Proposte semplici solo all'apparenza. Come si è capito già due mesi or sono, quando a metà gennaio i sindacati hanno dovuto registrare il fallimento delle riunione convocata in Provincia per siglare l'accordo. <Una riunione finita nel peggiore dei modi>, osservarono i segretari provinciali degli edili, che non si aspettavano <la piena condivisione di tutti i contenuti del protocollo ma almeno una discussione volta a migliorarne alcuni aspetti, così da poter trovare un accordo con tutti i soggetti interessati (parti sociali, ordini professionali, istituzioni, enti locali)>. Quel che videro invece fu <un completo stravolgimento> del lavoro che i sindacati avevano portato avanti per oltre sei mesi, tale da disattendere <l'appello al senso di responsabilità> rivolto al mondo imprenditoriale. Un atteggiamento che certo non aiuta i lavoratori dell'edilizia in provincia di Chieti (10 mila prima della crisi, di cui 7 mila rimasti senza occupazione e senza copertura degli ammortizzatori sociali), una vicenda che lascia l'amaro in bocca anche perché è estranea al confronto sociale, tale che per il segretario <non è accettabile che le controparti non si siedano al tavolo per fatti che nulla hanno a che fare con le relazioni sindacali>.

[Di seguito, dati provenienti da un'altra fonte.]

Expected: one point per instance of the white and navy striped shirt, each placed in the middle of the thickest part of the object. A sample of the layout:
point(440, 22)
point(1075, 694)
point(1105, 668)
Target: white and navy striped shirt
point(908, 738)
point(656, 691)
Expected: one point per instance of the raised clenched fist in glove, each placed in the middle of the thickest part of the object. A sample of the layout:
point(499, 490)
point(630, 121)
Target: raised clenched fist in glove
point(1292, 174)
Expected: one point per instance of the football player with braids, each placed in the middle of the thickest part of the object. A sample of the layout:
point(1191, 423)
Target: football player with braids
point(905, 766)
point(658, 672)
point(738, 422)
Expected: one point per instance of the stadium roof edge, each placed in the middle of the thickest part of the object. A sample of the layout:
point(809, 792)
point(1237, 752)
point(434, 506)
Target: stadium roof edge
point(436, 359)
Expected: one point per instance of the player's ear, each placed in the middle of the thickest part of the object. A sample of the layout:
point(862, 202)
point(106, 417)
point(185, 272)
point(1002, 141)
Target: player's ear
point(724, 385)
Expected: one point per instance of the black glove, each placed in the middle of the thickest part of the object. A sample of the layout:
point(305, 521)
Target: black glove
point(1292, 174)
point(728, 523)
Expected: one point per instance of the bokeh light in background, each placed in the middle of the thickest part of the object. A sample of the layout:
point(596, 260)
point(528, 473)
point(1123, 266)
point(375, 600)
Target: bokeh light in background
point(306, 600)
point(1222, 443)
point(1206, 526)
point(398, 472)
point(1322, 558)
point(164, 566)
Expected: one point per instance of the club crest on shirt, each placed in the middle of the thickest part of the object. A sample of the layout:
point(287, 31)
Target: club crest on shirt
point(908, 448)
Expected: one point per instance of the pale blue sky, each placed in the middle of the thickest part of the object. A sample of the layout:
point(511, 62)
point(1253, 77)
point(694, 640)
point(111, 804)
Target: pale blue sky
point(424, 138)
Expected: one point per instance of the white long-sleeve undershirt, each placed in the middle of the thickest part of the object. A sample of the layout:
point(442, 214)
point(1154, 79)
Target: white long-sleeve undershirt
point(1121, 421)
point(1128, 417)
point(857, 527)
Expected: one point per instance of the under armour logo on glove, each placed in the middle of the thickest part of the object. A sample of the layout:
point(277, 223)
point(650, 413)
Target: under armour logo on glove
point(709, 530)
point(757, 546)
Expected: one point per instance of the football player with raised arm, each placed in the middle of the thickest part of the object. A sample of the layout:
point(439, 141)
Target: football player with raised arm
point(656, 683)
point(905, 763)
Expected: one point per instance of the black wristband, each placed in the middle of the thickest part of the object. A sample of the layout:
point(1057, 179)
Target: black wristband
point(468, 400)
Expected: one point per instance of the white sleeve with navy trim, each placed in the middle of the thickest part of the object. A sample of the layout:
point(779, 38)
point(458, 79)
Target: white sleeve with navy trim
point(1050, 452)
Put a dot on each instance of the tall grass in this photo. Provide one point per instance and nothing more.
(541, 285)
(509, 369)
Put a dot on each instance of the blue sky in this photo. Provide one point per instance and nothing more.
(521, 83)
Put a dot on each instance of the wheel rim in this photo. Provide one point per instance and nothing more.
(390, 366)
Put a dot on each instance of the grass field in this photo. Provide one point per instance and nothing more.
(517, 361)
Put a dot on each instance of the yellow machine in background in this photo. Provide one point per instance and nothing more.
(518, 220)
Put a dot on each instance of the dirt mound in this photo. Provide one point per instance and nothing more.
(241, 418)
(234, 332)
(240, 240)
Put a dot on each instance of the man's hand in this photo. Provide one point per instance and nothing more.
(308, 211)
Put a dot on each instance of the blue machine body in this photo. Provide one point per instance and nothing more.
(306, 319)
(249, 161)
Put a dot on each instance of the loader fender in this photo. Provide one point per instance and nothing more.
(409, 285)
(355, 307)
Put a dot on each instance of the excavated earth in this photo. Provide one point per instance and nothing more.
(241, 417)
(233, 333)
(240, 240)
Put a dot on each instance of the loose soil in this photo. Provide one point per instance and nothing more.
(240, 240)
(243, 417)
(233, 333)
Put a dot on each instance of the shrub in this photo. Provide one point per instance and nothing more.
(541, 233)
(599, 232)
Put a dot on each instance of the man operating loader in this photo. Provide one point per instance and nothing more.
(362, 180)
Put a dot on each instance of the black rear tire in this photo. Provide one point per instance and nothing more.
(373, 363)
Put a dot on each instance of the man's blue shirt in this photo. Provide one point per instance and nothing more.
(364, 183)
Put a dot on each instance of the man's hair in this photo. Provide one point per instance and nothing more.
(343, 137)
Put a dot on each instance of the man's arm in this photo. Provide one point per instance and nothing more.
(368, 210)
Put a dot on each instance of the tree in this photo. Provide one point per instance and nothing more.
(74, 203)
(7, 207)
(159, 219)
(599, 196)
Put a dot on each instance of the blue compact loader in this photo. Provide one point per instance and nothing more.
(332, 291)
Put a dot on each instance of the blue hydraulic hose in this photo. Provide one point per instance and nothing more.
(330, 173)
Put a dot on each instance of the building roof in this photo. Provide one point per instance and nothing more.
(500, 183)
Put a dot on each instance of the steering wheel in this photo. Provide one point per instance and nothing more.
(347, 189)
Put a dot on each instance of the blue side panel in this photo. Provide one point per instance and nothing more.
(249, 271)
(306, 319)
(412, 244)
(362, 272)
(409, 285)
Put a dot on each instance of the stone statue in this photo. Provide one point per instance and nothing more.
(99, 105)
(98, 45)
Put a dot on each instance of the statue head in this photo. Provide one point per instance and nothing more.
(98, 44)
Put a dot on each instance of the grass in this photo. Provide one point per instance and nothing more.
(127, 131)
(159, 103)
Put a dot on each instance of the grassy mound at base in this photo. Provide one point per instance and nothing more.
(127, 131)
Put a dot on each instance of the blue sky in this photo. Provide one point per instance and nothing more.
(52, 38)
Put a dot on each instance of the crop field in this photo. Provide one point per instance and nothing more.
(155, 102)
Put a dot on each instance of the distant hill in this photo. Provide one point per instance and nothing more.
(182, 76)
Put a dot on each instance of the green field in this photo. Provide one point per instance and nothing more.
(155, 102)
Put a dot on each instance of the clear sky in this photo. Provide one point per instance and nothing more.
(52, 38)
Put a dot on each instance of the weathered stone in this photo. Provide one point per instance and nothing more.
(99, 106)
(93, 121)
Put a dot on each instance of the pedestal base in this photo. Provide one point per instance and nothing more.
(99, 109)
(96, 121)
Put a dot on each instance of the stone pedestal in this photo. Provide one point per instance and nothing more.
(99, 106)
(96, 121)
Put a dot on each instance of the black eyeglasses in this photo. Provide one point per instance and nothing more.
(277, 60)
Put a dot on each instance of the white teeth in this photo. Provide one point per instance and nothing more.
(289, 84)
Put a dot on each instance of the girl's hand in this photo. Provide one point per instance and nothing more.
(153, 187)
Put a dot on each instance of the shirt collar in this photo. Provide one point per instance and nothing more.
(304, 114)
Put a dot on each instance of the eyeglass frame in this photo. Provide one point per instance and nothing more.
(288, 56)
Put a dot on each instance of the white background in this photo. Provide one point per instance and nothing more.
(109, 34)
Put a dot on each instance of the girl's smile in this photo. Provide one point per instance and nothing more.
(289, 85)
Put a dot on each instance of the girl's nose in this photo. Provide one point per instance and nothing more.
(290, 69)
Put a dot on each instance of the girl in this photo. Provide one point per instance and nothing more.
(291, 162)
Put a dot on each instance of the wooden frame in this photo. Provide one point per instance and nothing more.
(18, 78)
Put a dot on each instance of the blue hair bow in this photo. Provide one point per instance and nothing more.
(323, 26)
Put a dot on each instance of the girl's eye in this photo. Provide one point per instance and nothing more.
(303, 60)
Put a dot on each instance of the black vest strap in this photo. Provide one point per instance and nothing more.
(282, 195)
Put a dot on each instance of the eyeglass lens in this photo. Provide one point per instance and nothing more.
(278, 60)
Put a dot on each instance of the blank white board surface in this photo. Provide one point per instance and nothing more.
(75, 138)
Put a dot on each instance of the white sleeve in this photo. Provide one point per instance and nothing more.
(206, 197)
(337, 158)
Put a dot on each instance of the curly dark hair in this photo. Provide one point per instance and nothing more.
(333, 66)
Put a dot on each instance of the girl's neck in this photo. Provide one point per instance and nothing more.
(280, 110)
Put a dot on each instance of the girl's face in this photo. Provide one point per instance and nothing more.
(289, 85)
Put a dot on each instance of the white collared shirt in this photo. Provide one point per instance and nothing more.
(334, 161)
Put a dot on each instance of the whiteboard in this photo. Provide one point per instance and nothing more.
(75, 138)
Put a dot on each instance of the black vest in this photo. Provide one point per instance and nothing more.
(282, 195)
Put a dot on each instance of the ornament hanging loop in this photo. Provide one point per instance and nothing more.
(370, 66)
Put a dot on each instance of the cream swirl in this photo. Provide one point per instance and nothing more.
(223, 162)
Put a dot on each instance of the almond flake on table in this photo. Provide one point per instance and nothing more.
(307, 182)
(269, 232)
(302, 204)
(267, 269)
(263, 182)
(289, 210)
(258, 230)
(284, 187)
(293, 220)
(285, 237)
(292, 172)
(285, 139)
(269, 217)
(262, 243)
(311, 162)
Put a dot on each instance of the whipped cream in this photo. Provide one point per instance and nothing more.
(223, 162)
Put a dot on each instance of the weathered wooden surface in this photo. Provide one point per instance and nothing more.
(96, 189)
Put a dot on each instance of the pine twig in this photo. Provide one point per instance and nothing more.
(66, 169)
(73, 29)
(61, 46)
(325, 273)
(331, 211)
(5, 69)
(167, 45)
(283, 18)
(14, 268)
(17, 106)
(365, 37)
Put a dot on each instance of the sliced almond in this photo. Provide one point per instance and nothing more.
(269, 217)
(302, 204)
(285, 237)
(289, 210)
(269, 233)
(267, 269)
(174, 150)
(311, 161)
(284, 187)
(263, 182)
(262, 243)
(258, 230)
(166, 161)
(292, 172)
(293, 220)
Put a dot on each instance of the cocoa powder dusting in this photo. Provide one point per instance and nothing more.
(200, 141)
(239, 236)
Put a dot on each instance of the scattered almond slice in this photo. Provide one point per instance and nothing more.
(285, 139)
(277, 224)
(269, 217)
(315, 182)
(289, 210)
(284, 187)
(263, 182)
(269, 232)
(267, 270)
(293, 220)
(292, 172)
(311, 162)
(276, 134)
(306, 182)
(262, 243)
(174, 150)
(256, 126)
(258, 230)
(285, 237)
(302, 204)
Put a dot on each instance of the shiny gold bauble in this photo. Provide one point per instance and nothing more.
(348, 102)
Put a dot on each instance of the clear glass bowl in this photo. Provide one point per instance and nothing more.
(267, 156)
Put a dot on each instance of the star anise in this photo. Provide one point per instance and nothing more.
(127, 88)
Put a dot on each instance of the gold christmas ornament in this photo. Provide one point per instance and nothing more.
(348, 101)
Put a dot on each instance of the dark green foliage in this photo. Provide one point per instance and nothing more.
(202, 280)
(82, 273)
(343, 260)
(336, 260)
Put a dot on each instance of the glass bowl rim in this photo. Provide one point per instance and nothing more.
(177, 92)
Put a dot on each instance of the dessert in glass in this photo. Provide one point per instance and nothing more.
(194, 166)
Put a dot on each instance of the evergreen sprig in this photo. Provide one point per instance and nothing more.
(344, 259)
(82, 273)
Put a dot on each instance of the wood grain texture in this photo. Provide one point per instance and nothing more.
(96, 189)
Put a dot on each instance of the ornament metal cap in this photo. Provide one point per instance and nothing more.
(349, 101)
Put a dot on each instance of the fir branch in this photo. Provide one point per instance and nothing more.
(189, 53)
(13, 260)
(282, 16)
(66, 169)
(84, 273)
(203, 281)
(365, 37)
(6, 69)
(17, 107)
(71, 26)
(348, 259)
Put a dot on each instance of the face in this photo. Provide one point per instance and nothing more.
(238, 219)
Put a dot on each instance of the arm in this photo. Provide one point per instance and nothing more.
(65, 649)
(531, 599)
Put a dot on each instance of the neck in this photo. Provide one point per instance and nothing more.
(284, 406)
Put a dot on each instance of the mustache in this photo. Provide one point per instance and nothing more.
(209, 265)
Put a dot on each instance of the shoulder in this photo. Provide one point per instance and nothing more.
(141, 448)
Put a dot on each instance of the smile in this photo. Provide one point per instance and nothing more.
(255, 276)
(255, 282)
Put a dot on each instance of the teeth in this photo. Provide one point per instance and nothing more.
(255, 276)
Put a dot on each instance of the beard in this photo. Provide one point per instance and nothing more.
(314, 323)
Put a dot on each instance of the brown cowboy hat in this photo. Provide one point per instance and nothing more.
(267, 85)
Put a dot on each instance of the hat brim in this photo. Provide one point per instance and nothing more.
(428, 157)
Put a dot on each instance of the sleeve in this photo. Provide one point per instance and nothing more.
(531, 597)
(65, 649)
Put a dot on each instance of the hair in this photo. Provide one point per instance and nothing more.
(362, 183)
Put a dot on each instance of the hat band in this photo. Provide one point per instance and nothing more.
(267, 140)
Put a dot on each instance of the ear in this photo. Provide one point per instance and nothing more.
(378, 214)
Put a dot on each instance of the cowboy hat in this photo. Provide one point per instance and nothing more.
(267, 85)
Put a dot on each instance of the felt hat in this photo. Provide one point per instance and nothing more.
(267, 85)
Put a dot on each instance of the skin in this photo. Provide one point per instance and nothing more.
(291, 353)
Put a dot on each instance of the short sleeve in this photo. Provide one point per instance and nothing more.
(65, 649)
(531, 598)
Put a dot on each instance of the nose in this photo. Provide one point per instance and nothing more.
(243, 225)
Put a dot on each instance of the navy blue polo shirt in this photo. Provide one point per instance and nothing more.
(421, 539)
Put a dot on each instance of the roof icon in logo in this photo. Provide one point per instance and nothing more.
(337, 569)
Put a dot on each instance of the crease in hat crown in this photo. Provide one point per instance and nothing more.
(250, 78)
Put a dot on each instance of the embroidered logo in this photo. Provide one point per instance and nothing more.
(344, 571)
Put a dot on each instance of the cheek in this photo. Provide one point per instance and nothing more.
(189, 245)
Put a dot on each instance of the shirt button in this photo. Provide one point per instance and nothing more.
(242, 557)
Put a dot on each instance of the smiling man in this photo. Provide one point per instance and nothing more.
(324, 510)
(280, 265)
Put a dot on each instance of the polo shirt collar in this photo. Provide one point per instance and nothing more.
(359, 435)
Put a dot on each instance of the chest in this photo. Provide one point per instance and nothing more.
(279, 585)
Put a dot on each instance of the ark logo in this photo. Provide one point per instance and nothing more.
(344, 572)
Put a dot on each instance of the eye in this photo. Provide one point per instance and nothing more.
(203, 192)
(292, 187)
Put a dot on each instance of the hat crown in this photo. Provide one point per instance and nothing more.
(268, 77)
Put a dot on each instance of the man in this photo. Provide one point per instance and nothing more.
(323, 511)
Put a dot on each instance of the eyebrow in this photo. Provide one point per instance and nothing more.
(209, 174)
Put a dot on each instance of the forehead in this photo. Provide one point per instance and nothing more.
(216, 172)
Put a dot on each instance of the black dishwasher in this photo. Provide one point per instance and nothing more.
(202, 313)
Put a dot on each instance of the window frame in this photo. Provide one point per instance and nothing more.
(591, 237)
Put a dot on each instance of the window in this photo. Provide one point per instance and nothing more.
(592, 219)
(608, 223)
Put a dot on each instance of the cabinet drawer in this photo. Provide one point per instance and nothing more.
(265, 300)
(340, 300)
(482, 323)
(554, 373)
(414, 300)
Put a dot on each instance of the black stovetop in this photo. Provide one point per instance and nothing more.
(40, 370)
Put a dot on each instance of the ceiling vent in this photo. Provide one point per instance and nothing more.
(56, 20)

Così, in attesa di vedere se il territorio e le parti sociali sapranno trovare un punto d'incontro e di sintesi utile a riaprire i cantieri, il segretario provinciale della Fillea conclude segnalando che a Chieti si prepara un'importante novità (una quota dei ribassi degli appalti pubblici finirà alle ristrutturazioni degli alloggi, integrando le detrazioni fiscali già in vigore) e illustrando alcune priorità per rilanciare l'edilizia nella provincia: la definizione delle infrastrutture (su quale porto puntare?), il loro completamento (per esempio la fondovalle Sangro o la dorsale appenninica che scende da Teramo), il potenziamento delle ferrovie nel tratto da Vasto a Termoli, l'avvio dei lavori di manutenzione sulle scuole e gli edifici pubblici, la messa in sicurezza del territorio (il problema frane per cominciare). Tutti interventi che almeno aiuterebbero a ridurre l'emorragia di lavoro, in attesa di una ripresa economica che tirerebbe con sé anche le costruzioni.